Can you explain what changes to the AST you have in mind? It sounds like you're saying that Names all need to have type annotations attached to them, but that doesn't make sense to me. I can't see why it would ever be necessary for the abstract syntax to contain a type annotation anywhere that the concrete syntax doesn't. If the AST needs to be elaborated with further type information prior to converting it to the c++ representation, that elaboration could go in a separate, user-hidden pass like cartazio suggested.

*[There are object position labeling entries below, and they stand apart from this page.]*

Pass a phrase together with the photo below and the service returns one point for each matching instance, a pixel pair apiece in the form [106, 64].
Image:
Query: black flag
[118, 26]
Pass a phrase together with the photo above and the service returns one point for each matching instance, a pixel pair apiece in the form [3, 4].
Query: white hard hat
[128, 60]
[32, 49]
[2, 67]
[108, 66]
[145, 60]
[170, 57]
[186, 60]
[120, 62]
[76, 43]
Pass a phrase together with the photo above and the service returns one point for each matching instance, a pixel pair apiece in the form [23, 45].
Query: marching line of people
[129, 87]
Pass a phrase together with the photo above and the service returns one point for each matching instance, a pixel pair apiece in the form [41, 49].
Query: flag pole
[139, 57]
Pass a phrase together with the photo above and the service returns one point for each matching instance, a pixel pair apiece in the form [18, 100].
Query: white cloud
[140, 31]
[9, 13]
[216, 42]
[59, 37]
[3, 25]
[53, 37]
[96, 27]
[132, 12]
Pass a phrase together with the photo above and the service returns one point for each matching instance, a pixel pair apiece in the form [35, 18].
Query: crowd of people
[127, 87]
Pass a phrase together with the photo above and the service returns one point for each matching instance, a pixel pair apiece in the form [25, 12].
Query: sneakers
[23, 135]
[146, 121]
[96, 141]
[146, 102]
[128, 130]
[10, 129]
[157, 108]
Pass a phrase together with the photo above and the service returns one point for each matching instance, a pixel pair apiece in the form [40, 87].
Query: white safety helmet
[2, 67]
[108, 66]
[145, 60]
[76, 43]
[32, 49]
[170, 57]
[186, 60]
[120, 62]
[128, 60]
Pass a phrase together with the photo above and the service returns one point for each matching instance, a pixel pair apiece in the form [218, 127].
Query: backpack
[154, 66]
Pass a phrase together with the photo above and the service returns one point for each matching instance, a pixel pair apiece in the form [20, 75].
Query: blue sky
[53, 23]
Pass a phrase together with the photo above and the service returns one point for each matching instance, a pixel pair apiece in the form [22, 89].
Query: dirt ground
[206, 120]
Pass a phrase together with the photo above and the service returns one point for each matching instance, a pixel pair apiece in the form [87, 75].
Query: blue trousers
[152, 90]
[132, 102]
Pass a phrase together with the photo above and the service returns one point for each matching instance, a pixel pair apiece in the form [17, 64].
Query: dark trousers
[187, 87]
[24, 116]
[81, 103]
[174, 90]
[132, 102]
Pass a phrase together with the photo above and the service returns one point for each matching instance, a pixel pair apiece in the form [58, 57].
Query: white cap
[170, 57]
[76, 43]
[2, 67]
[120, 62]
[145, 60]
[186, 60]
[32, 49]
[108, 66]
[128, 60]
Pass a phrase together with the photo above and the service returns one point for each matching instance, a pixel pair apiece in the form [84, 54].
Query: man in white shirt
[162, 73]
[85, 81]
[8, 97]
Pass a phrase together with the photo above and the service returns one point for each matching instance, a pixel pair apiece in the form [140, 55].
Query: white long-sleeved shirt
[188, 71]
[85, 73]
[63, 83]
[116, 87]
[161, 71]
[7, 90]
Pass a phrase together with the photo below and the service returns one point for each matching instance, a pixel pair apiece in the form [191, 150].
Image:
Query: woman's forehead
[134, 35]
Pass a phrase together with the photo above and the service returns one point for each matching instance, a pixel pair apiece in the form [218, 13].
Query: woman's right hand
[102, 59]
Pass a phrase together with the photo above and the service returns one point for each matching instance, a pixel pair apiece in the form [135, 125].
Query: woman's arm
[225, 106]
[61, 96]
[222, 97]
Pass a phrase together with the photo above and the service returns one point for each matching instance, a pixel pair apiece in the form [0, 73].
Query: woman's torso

dfoxfranke commented 10 years ago

Nevermind, I see now. Those i32s annotating the add instructons in the concrete syntax don't show up anywhere in the abstract syntax, and without those the AST is genuinely ambiguous. Yes, that is awfully unfortunate.

bscarlet commented 10 years ago

After some examination, the annotations on all the instructions in the concrete syntax all seem to be small local inferences away from simply having a type on each reference to a variable (e.g. the add instruction only writes the operand type once, rather than once for each operand, because the two operands must have the same type).

The change/fix that is the best compromise I've found between consistency with the concrete syntax and general cleanliness and internal consistency is to add a type field to both the LocalReference constructor for Operand and the GlobalReference constructor for Constant.

bscarlet commented 10 years ago

This is now fixed, with associated necessary AST changes adding type annotations to symbol references, is in 3.3.12.0 and 3.4.3.0.